As a new professor at the University of Washington, Paine tested the green world hypothesis. The idea for a simple experiment that essentially involved playing God in the rocky intertidal zone came to him during a visit to the Scripps Institution Wharf in California, as he stood watching the carnivorous sea star Pisaster ochraceus devour the mussel Mytilus californianus. What if he removed sea stars to see what would happen? The next year, National Science Foundation funding in hand, he settled into the University of Washington and began his research. Month after month he traveled to Mukkaw Bay, at the northern tip of the Olympic Peninsula. There, on a rocky crescent of shore, he hurled sea stars into the ocean. In his control plot he did nothing. As he continued removing stars, the assemblage of species on the rocks gradually began to change. Within one year the sinister implications of his experiment became all too graphically obvious. Where Pisaster flourished, so did the vegetation. Where Pisaster had been removed, the mussels took over, crowding out other species and eating all the vegetation, until little more than a dark carpet of mussels and barnacles remained. The paper Paine produced for the American Naturalist about this research turned out to be one of the most influential journal articles in the history of ecology. It provided one of the first examples of an ecosystem that had been transformed by trophic cascades.
Mentored by Frederick Smith of HSS fame, Paine was also influenced by Charles Elton and Charles Darwin. He thinks the green world hypothesis may have had its genesis during Smith's 1957 course at the University of Michigan on the natural history of freshwater invertebrates, on the kind of spring day when professors don't really feel like teaching and students don't really feel like sitting in class.

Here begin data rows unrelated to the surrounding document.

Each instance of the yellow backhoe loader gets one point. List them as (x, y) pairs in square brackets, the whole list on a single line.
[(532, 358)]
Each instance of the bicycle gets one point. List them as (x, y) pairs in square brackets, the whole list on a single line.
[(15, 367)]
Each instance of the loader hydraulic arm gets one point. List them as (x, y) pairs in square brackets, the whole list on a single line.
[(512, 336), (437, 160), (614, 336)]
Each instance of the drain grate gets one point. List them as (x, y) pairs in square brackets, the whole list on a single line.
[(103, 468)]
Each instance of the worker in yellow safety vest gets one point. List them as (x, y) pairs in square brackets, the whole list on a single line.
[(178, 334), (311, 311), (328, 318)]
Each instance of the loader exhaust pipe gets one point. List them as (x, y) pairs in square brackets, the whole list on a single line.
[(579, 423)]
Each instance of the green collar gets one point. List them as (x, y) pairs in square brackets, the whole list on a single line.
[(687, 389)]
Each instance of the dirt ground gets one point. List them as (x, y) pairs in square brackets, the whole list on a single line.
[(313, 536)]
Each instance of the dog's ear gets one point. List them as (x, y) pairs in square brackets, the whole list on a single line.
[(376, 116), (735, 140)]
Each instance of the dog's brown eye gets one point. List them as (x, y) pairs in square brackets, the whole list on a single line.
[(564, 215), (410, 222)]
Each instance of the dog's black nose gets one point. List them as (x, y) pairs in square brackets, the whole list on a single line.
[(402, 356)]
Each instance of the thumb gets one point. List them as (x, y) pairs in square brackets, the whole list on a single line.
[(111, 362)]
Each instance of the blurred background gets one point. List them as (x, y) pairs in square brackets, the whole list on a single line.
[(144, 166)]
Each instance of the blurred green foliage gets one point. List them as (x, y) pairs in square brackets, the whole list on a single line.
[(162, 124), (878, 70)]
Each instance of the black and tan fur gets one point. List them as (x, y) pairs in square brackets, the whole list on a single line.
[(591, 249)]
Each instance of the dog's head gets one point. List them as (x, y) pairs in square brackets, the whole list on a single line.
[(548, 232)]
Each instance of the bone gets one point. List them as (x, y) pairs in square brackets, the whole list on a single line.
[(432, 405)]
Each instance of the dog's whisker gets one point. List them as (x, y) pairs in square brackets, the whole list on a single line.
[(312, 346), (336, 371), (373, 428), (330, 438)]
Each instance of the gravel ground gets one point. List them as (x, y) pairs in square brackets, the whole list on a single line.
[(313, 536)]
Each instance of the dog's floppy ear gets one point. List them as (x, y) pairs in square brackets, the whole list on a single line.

That day Smith looked out the window of the zoology building, which faced a courtyard, and said to his students, "We're not going to have a field trip today. I want to teach you how to think instead. Tell me, what do you see out there?"
"A tree," said some bright person.
"What color is the tree?" asked Smith.
"Well, it's got green leaves," said another student.
"And why aren't the grazers out there—the insects—eating all those leaves? What makes the leaves green?" asked Smith.
"Well, it's photosynthetic pigment," said someone.
That wasn't quite what Smith was after; he wanted them to explore ecological relationships between organisms. And so the conversation continued, back and forth. For Smith had been thinking about these ideas for quite some time: he was a deep thinker. So he looked out the window, and this argument of immense consequences followed linearly fromthat. What came to be known as the green world hypothesis was first articulated on that bright spring day in Smith's zoology class, and it fueled the fires of enthusiasm in the graduate students at the University of Michigan and rocked science.
The Architecture of a Trophic Cascade: Predator-Herbivore-Vegetation
When HSS formulated their hypothesis, the scientific community commonly accepted that bottom-up processes, mostly related to competition between species, were the primary forces shaping populations. The green world hypothesis provided an alternative view of population regulation driven by top predators, via carnivory. It enabled predation and grazing to play roles equally important to resources or habitat, with predation having the key role for some populations and resources having the dominant role in others.